Шрифт:
И неожиданно Керринджер остро захотелось, чтобы неестественную тишину прорезало низкое гудение рога Охоты. На этот звук она бы нашла дорогу так или иначе. Говорят, в осенние ночи его можно было услышать и по эту сторону Границы. Рэй в такие ночи спала плохо.
– Одна сида, - сказал оружейник, - говорила мне, что их земля не может быть отделена от нашей. Потому что без нас нет их. Я не очень понял.
– Да, - Рэй кивнула.
– Я тоже слышала что-то такое.
Туман вокруг не собирался расходиться. Наоборот, он сделался еще гуще, а тени в нем - заметнее. Керринджер-старший тихо выругался. Рэй сжала пальцы на руле.
Они из поколения в поколение придумывали способы, как вернуться домой с Той стороны. Соль и земля, кровь и холодное железо, все это открывало проход. Но пробиться Туда оказались бессильны, когда туман Границы стал непроходимой преградой.
Она успела подумать о том, может ли ее кровь, отравленная Другой стороной, открыть им проход, как кровь отца вывела их ночью обратно, когда слуха Рэй достигла едва слышная мелодия.
– Это свирель, - тихо сказал Уилл Керринджер.
Рэй резко крутанула руль, надеясь только, что она правильно разобрала направление звука и прибавила газу.
Голос свирели то пропадал, то появлялся, то стихал, то становился громче, звучал то слева, то справа, как будто дразнил, но постепенно мелодия стала слышна более отчетливо. И туман наконец стал отступать, а впереди появились очертания холмов. Рэй еще показалось, что на ближайшей вершине неподвижно застыла темная фигура, но когда внедорожник вырвался из тумана под бессолнечное небо Другой стороны, там никого уде не было.
– Кажется, тебя услышали, - проговорил Керринджер-старший и полез за фляжкой.
Рэй кивнула. Кто бы не вывел их через туман, лучше так, чем встреча с Дикой Охотой. Холмы, серо-зеленые, поросшие пожухлой к осени травой закрывали горизонт и тянулись, насколько видел глаз. Под колесами тяжелой машины похрустывали безлистые ветки какого-то низкого кустарника.

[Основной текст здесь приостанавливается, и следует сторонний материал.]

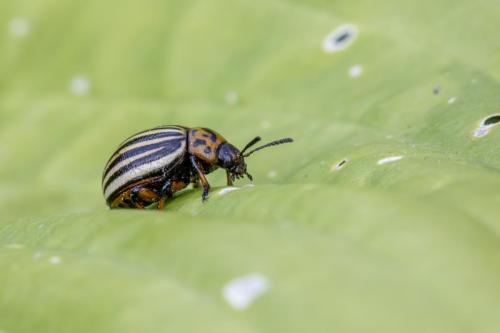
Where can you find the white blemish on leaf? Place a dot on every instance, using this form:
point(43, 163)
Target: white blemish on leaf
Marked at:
point(80, 85)
point(355, 71)
point(19, 27)
point(232, 97)
point(338, 166)
point(272, 174)
point(228, 189)
point(389, 159)
point(340, 38)
point(55, 260)
point(240, 293)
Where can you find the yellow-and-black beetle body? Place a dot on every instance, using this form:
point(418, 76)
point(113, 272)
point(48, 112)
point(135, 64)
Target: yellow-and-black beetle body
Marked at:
point(152, 165)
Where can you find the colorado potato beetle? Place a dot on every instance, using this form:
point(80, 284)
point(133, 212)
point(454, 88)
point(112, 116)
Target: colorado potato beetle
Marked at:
point(150, 166)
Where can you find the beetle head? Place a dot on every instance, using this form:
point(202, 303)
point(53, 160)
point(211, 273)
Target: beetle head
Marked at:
point(231, 159)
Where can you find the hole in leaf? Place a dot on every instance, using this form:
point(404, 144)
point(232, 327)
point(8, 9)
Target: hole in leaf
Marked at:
point(339, 39)
point(485, 126)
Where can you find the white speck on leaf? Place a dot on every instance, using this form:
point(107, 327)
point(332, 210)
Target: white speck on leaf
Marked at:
point(19, 27)
point(272, 174)
point(232, 97)
point(338, 166)
point(228, 189)
point(340, 38)
point(389, 159)
point(55, 260)
point(80, 85)
point(240, 293)
point(355, 71)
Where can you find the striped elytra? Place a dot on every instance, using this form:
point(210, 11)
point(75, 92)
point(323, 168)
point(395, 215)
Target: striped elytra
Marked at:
point(143, 155)
point(152, 165)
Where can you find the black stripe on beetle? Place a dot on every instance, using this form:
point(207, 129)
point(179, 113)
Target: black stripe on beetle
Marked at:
point(150, 166)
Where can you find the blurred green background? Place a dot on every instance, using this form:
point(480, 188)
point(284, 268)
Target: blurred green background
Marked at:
point(405, 244)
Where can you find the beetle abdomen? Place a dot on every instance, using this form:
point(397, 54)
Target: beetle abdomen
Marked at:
point(144, 154)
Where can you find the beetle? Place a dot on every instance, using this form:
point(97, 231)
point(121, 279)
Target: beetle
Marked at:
point(150, 166)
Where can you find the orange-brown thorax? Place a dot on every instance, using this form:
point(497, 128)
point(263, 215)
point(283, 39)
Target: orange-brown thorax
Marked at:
point(203, 143)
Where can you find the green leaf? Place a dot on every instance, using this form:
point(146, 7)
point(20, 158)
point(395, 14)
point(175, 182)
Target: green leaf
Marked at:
point(382, 216)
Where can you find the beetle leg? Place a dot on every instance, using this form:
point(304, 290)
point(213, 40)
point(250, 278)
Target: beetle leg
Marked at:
point(196, 183)
point(139, 196)
point(161, 203)
point(203, 179)
point(229, 178)
point(166, 190)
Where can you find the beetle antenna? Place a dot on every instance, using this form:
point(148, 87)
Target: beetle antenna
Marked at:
point(250, 144)
point(272, 143)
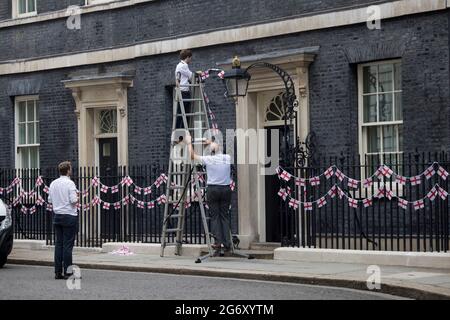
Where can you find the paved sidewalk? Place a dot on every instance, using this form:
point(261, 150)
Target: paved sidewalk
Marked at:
point(418, 283)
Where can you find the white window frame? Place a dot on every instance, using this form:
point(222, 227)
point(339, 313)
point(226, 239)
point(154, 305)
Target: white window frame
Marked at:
point(15, 9)
point(17, 146)
point(362, 139)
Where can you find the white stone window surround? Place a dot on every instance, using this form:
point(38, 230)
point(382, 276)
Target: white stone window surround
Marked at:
point(30, 8)
point(29, 141)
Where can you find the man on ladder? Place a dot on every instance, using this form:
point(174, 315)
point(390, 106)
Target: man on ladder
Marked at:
point(218, 171)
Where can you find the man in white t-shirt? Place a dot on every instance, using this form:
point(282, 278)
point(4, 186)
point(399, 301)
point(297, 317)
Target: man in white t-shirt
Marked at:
point(63, 196)
point(218, 170)
point(183, 78)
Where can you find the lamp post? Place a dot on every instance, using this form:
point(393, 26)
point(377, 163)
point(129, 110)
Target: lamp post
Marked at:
point(237, 81)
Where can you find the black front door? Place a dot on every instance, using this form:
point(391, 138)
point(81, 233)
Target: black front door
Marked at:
point(107, 156)
point(273, 204)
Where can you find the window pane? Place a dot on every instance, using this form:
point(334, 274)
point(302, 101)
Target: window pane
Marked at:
point(30, 133)
point(22, 111)
point(22, 133)
point(370, 108)
point(22, 6)
point(385, 77)
point(398, 76)
point(373, 139)
point(398, 106)
point(23, 158)
point(385, 107)
point(30, 110)
point(37, 136)
point(389, 139)
point(370, 79)
point(400, 137)
point(31, 5)
point(34, 157)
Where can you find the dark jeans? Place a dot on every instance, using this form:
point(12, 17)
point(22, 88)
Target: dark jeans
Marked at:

– Не люблю приезжать сюда осенью, - сказал оружейник и снова приложился к выпивке.
– Рановато как-то здесь осень, - Рэй вела машину и настороженно поглядывала по сторонам.

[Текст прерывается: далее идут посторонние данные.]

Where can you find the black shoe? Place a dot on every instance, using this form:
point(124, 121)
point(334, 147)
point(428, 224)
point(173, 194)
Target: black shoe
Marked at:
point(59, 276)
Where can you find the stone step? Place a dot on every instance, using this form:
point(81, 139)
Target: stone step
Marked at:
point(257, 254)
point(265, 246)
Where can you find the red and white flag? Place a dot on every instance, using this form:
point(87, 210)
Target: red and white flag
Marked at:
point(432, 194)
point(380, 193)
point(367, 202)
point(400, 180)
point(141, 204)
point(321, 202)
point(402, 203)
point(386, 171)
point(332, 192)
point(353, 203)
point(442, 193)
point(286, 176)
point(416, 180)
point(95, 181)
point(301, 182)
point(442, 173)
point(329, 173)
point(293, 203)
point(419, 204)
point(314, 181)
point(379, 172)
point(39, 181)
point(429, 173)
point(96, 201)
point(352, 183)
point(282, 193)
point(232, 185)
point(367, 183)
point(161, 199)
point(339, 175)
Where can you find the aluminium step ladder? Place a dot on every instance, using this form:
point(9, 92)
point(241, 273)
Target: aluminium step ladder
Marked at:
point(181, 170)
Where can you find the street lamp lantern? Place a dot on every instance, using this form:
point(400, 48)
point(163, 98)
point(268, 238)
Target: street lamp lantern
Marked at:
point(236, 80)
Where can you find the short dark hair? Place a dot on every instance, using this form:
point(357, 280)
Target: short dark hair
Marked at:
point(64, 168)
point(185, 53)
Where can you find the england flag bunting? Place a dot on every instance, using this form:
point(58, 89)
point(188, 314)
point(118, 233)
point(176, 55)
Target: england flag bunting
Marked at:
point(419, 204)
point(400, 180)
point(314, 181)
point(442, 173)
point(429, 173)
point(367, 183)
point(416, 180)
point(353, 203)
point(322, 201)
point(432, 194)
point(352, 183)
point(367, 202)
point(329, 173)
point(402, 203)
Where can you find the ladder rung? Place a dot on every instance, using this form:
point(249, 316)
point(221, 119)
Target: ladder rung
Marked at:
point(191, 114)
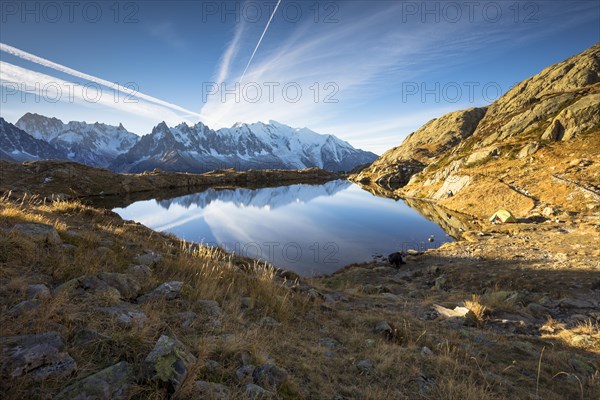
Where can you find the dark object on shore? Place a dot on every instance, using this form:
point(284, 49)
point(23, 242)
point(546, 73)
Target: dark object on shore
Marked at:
point(396, 259)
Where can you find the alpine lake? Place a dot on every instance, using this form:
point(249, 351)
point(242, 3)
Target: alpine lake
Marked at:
point(309, 229)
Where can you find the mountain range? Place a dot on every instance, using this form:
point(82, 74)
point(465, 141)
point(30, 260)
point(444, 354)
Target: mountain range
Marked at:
point(182, 148)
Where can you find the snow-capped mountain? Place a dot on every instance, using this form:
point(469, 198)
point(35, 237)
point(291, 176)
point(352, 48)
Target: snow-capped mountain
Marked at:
point(198, 148)
point(92, 144)
point(195, 148)
point(18, 145)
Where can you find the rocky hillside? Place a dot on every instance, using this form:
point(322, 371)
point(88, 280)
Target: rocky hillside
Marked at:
point(95, 307)
point(552, 115)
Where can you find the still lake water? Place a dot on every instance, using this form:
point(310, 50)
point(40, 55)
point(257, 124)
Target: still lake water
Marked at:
point(309, 229)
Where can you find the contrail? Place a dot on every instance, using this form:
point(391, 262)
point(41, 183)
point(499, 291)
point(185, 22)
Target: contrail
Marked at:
point(260, 40)
point(61, 68)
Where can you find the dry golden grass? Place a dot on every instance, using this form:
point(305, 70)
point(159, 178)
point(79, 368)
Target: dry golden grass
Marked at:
point(462, 364)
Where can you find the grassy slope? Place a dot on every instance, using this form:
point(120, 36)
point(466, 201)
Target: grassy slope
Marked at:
point(466, 362)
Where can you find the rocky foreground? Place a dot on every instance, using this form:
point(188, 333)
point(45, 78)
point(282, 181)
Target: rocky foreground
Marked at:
point(94, 307)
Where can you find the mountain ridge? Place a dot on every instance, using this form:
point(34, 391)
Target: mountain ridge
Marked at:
point(508, 153)
point(195, 148)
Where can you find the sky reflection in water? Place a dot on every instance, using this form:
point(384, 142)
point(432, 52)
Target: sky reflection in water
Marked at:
point(309, 229)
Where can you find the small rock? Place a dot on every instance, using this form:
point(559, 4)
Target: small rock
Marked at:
point(39, 233)
point(268, 321)
point(448, 313)
point(103, 251)
point(126, 284)
point(269, 376)
point(433, 270)
point(68, 248)
point(110, 383)
point(41, 356)
point(167, 291)
point(126, 314)
point(335, 296)
point(141, 271)
point(211, 307)
point(390, 296)
point(581, 366)
point(168, 362)
point(583, 341)
point(85, 336)
point(255, 392)
point(575, 303)
point(382, 327)
point(88, 285)
point(537, 310)
point(106, 243)
point(440, 283)
point(186, 319)
point(39, 291)
point(210, 390)
point(244, 374)
point(244, 357)
point(149, 258)
point(23, 307)
point(247, 303)
point(365, 366)
point(213, 367)
point(329, 343)
point(374, 289)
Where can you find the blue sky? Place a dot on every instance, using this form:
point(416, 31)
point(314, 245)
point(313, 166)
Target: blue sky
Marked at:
point(369, 72)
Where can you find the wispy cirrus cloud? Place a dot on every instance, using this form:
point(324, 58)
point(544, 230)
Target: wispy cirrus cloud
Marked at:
point(363, 58)
point(53, 89)
point(163, 107)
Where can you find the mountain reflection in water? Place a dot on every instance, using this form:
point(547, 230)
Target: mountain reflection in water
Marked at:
point(309, 229)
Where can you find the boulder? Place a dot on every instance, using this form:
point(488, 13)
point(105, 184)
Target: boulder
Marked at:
point(89, 286)
point(528, 149)
point(23, 307)
point(166, 291)
point(268, 321)
point(149, 258)
point(382, 327)
point(269, 376)
point(126, 314)
point(255, 392)
point(40, 356)
point(39, 233)
point(211, 307)
point(39, 291)
point(244, 374)
point(111, 383)
point(210, 390)
point(453, 184)
point(168, 363)
point(126, 284)
point(577, 118)
point(365, 366)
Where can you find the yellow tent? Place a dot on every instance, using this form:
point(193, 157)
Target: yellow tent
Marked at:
point(502, 217)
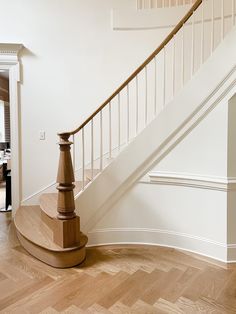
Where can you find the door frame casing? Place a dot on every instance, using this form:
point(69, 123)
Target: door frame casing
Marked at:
point(9, 61)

– Так бывает. Говорят, дурная примета.
– У нас ворох плохих примет и ни одной хорошей.
– Верно... О, ну посмотрите на этого парня!

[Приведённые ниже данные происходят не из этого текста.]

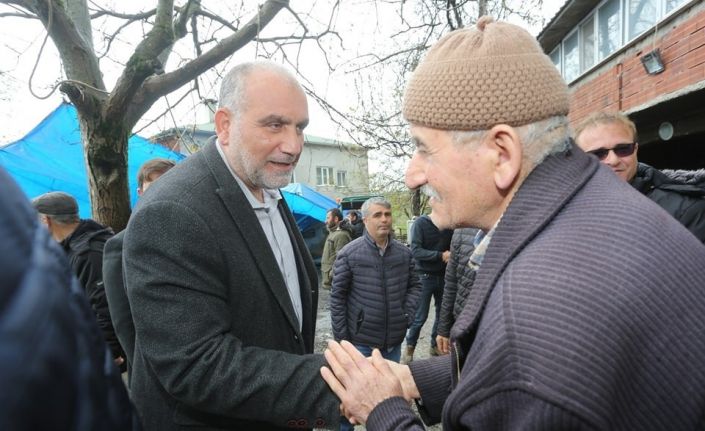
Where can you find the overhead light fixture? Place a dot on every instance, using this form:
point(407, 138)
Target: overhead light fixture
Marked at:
point(652, 62)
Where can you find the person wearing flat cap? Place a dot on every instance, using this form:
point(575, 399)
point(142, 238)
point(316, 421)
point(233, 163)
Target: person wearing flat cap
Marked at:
point(586, 311)
point(83, 241)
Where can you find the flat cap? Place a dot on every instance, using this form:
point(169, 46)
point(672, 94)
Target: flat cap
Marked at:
point(55, 203)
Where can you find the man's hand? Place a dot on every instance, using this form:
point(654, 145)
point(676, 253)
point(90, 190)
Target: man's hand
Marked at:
point(446, 256)
point(360, 383)
point(443, 344)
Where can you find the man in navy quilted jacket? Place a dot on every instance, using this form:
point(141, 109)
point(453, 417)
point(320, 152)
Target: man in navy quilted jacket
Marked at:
point(375, 289)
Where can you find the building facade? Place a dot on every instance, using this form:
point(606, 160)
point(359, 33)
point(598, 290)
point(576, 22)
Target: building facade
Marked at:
point(645, 58)
point(334, 168)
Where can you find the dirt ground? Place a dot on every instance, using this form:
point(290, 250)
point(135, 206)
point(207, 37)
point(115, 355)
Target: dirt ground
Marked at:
point(324, 333)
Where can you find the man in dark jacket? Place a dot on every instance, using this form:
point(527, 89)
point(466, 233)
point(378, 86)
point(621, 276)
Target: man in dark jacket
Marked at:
point(83, 240)
point(458, 279)
point(375, 289)
point(222, 289)
point(55, 370)
point(612, 137)
point(115, 291)
point(355, 224)
point(587, 309)
point(431, 250)
point(339, 235)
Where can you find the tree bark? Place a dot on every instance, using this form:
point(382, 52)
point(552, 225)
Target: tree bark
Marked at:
point(106, 118)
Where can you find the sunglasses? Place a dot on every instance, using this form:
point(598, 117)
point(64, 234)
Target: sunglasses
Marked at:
point(620, 150)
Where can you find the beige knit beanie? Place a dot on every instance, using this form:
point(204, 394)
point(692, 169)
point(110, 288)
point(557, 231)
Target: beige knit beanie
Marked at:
point(476, 78)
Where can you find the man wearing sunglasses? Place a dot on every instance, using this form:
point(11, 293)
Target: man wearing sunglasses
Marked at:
point(611, 136)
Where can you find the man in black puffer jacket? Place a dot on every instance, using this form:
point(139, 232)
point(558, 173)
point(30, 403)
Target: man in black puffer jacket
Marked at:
point(55, 369)
point(459, 278)
point(375, 289)
point(611, 136)
point(83, 240)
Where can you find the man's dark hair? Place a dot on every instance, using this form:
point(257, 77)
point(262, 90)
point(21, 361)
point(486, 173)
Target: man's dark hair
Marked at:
point(151, 167)
point(336, 213)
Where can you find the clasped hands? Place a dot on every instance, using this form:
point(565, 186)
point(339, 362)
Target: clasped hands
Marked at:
point(361, 383)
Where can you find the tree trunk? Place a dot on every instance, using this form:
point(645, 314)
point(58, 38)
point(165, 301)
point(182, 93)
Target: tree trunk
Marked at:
point(105, 150)
point(416, 202)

Керринджер с трудом сдержала улыбку. Она с летнего солнцестояния помнила, как развеваются по ветру синий плащ и золотые волосы.
Гвинор спускался по склону холма. На поводу он вел коня, и Рэй готова была поклясться, что в лошадиную гриву вплетены серебряные колокольчики.
– Твой знакомый?
– Уильям Керринджер выглядел расслабленно, но глаза его цепко разглядывали фигуру сида.
– Он приходил на мельницу, - Рэй кивнула и сбавила скорость. Внедорожник проехал еще немного и остановился. Керринджер глянула на отца: - Поговорим с ним.
Тот кивнул и первым вышел из машины. Дробовик остался на переднем сиденье, но револьвер под курткой выглядел слишком заметным. Рэй вздохнула, поправила собственное оружие и открыла дверь.
Воздух над холмами Другой стороны пах гарью и сыростью. От земли тянуло холодом, Керринджер чувствовала его даже через толстую подошву армейских ботинок. Медленно она пошла навстречу Гвинору. Сид вскинул руку в приветствии. Плеснул на ветру плащ.
– Еще никто не говорил, что я забываю о своих долгах, - сказал сид, когда охотники подошли ближе.
Ответить Рэй не успела. Ее отец заговорил первым:
– Так ли это? Зеленый и синий - цвета Королевы Холмов, но раньше ты носил красный и охру, парень.
– Это верно, - медленно ответил Гвинор. Он разом подобрался, исполосованное белыми шрамами лицо окаменело.
– Я ношу цвета моей Королевы четырнадцать зим. После того, как выполнил последнюю службу для моего Короля, которому служил тридцать зим до того.
Рэй вздрогнула, как будто ее ударили под дых. Она не помнила лица поединщика, с которым сражался ее отец. Помнила алую рубаху, и алую кровь на траве, и алые ягоды брусники, вплетенные в золотые волосы. Лица - не помнила. До сегодняшнего дня.
– Ты, - прошептала она, чувствуя как руки сами собой сжимаются в кулаки.
– Не держи зла на меня, - Гвинор печально покачал головой.
– Я был мечом в чужой руке.
Керринджер зло сплюнула на траву. И подумала, что знай она это тогда у мельницы - выстрелила бы, не колеблясь.